Un magnate immobiliare che è salito al potere da un venditore ambulante di mercato è stato condannato a morte dopo essere stato accusato di aver frodato 35 miliardi di sterline in Vietnam.
La miliardaria Truong My Lan, 67 anni, è stata processata a Ho Chi Minh City dove è stata trovata colpevole di essere dietro il più grande caso di frode finanziaria mai avvenuto nel paese.
Il crimine era così enorme che rappresentava quasi il tre per cento del PIL del paese nel 2022. Lan, che era presidente di una società immobiliare chiamata Van Thinh Phat (VTP), ha concesso 2.500 prestiti che hanno portato a ingenti perdite per la Saigon Joint Stock Commercial Bank nel corso di dieci anni.
La banca ha perso circa 22 miliardi di sterline come risultato – che equivale alla spesa annuale del Regno Unito per la difesa. Lei ha negato le accuse ma è stata comunque chiesta di compensare la banca con 21,5 milioni di sterline.
Chiedendo clemenza, è stato sottolineato che il crimine (che va dal 2012 al 2022) era il suo primo reato e che aveva aiutato associazioni di beneficenza.
Tuttavia, il tribunale ha stabilito che lei aveva orchestrato un’impresa criminale sofisticata che ha avuto conseguenze serie e di vasta portata.
Il caso di Truong My Lan ha scosso il Vietnam e ha sollevato molte domande sulla moralità e l’etica del mondo degli affari. Come una persona che è riuscita a salire al potere da umili origini, la sua caduta è stata da molti considerata una tragedia.
Nata in una famiglia povera, Lan ha trascorso la sua giovinezza lavorando duramente come venditore ambulante in un mercato locale. La sua abilità nel commercio l’ha portata a intraprendere investimenti immobiliari che alla fine l’hanno resa una delle donne più potenti e ricche del paese.
Con la sua crescente ricchezza è emersa anche la sua voglia di potere e controllo. Lan ha iniziato a espandere il suo impero immobiliare in tutto il Vietnam, acquisendo terreni e costruendo edifici ad un ritmo rapido.
La sua società, la Van Thinh Phat (VTP), è diventata una delle più grandi e influenti nel settore immobiliare del paese.
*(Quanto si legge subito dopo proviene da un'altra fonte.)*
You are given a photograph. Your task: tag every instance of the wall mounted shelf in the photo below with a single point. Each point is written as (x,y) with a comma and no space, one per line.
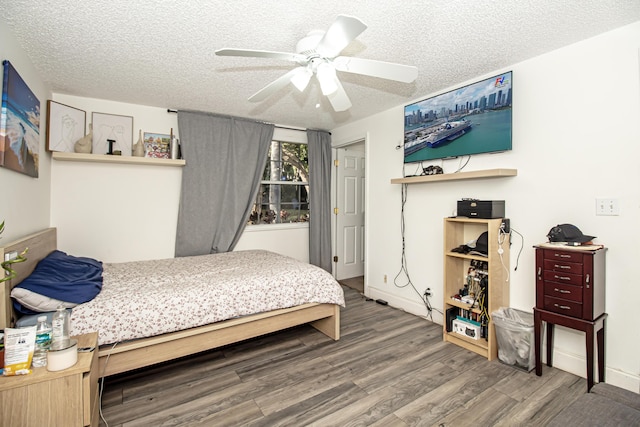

Lan aveva una reputazione di essere una donna d’affari astuta e spietata, pronta a fare qualsiasi cosa pur di raggiungere i suoi obiettivi.
Tuttavia, la sua sete di potere l’ha portata ad adottare decisioni discutibili che hanno portato alla sua rovina. Concedendo prestiti rischiosi e manipolando il sistema finanziario, Lan ha causato danni irreparabili alla Saigon Joint Stock Commercial Bank e ha messo a rischio l’economia del paese.
Il suo processo e la conseguente condanna a morte hanno sollevato preoccupazioni sulla corruzione e la mancanza di trasparenza nel sistema giudiziario del Vietnam. Molti si chiedono se sia stata veramente fatta giustizia o se ci siano interferenze politiche dietro la decisione del tribunale.
Le reazioni alla condanna di Truong My Lan sono state contrastanti. Mentre alcuni la considerano un’avvertenza per altri magnati immobiliari disonesti, altri la vedono come una vittima di un sistema giudiziario corrotto e influenzato dal potere politico.
In un paese dove la disuguaglianza economica è ancora molto diffusa, il caso di Lan solleva anche questioni più ampie sulla distribuzione della ricchezza e sul ruolo dei ricchi e potenti nella società. La sua storia è un monito sulle conseguenze della cupidigia e dell’avidità nel mondo degli affari.
Il destino di Truong My Lan può essere considerato come un avvertimento per coloro che cercano di arricchirsi a spese degli altri e delle norme etiche. La sua storia serve da lezione su come il potere e il denaro possono corrompere persino le persone più umili e determinate.
In conclusione, il caso di Truong My Lan rimarrà nella storia del Vietnam come uno dei più grandi scandali finanziari mai accaduti nel paese. La sua ascesa e caduta sono una testimonianza delle ambizioni umane e delle conseguenze delle azioni umane quando sono motivate dalla sete di ricchezza e potere. Il suo caso continuerà ad alimentare dibattiti e discussioni sulla giustizia, l’etica negli affari e la responsabilità sociale dei ricchi e potenti nella società vietnamita.